In light of this determination, West Grange’s motion to defer consideration is
MOOT and West Grange’s motion to strike Tischler’s affidavit is DENIED WITHOUT
PREJUDICE.
Finally, the matter will be referred to the magistrate judge for further proceedings,
which the Court envisions to be along the lines of an action for accounting4 to determine
what, if any, additional monies are owed to Kerr.
SO ORDERED.
S/Avern Cohn
AVERN COHN
UNITED STATES DISTRICT JUDGE
Dated: August 10, 2017
Detroit, Michigan
4
An accounting is an equitable remedy under the common law. Basinger v.
Provident Life & Accident Ins. Co., 67 Mich. App 1, 6 (1976). The purpose of ordering
an accounting is to determine the amount due to a party. Id. In cases filed at law, such
a determination generally is left to the jury. Id. But the equitable remedy of an
accounting developed in courts of equity because it was “evident that many cases arise
in which the determination of what is justly due to a plaintiff necessarily involves long
and difficult inquiries—for instance, it may be necessary to review a series of
transactions extending over many years. For such an investigation a jury is clearly
incompetent.” Id. at 6–7 (quotation marks and citation omitted). “The necessary
prerequisite to the right to maintain a suit for an equitable accounting, like all other
equitable remedies, is...the absence of an adequate remedy at law.” Dairy Queen, Inc.
v. Wood, 369 U.S. 469, 478 (1962).
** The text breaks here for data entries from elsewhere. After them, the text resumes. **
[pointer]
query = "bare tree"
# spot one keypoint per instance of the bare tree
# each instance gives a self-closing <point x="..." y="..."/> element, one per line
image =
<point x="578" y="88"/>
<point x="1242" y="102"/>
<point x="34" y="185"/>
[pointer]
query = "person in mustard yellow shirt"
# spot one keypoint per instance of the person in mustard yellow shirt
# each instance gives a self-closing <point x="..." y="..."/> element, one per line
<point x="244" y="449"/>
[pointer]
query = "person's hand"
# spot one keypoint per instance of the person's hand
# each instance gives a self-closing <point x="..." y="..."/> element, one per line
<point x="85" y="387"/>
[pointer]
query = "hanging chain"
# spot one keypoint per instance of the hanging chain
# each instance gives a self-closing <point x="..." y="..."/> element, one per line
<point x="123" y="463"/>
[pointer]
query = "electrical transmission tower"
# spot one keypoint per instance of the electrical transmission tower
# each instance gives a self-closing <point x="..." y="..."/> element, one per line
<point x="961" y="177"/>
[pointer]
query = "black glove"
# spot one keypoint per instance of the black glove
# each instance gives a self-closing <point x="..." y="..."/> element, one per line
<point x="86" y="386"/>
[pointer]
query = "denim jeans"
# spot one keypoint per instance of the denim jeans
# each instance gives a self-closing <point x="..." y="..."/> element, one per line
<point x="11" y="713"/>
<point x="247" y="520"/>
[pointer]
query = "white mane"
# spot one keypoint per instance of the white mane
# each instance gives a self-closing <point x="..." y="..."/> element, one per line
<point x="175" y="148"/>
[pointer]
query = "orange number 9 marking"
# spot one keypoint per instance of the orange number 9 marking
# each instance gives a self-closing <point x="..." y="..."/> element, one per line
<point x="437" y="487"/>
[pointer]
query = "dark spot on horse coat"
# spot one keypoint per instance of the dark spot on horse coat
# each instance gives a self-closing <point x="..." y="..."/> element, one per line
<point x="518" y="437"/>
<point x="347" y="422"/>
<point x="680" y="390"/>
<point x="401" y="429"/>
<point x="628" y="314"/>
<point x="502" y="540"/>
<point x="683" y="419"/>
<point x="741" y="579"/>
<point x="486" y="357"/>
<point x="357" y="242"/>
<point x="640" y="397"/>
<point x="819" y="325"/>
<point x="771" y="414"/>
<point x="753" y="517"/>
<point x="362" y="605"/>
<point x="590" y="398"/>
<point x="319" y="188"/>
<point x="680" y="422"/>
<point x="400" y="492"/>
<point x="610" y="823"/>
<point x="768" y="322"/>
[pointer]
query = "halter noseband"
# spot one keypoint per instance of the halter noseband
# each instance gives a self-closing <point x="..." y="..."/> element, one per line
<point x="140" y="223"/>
The Supreme Court, in Dairy Queen, explained
that in order to maintain a suit for an equitable accounting, “the plaintiff must be able to
show that the ‘accounts between the parties' are of such a ‘complicated nature’ that only
a court of equity can satisfactorily unravel them.” Dairy Queen, 369 U.S. at 478
(quoting Kirby v. Lake Shore & Michigan Southern R. Co., 120 U.S. 130, 134 (1887)).